Remote Dataset
Since version 2.0.0, Megatron Energon supports the use of remote datasets. Since version >5.2.0, Energon file access is based on Multi Storage Client (MSC). This means you can train or validate with your data right from any storage by simply swapping the dataset path for a so-called MSC URL.
Prerequisites
For using a remote dataset, install one or more of the extras:
s3
aistore
azure-blob-storage
google-cloud-storage
oci
like this:
pip install megatron-energon[s3,oci]
Set up the msc config as described in Multi Storage Client documentation.
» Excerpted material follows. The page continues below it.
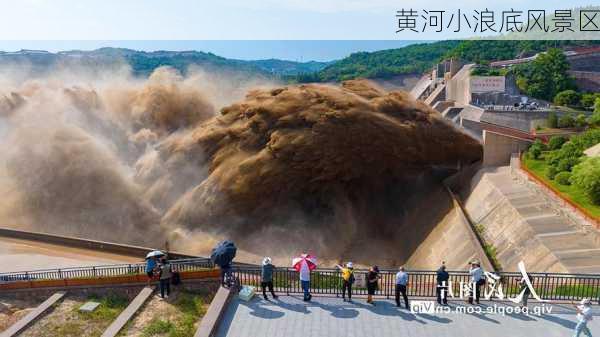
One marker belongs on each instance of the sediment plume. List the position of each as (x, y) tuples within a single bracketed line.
[(334, 169)]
You can also use the rclone config with msc, as was described prior to 5.2.0.
The URL syntax
The syntax is a simple as
msc://CONFIG_NAME/PATH
For example:
msc://coolstore/mainbucket/datasets/somedata
You can use this URL instead of paths to datasets in
Functions like
get_train_dataset
,get_val_dataset
Inside metadataset specifications
As arguments to
energon prepare
orenergon lint
. Note that those may be slow for remote locations.
Example usage:
ds = get_train_dataset(
'msc://coolstore/mainbucket/datasets/somedata',
batch_size=1,
shuffle_buffer_size=100,
max_samples_per_sequence=100,
)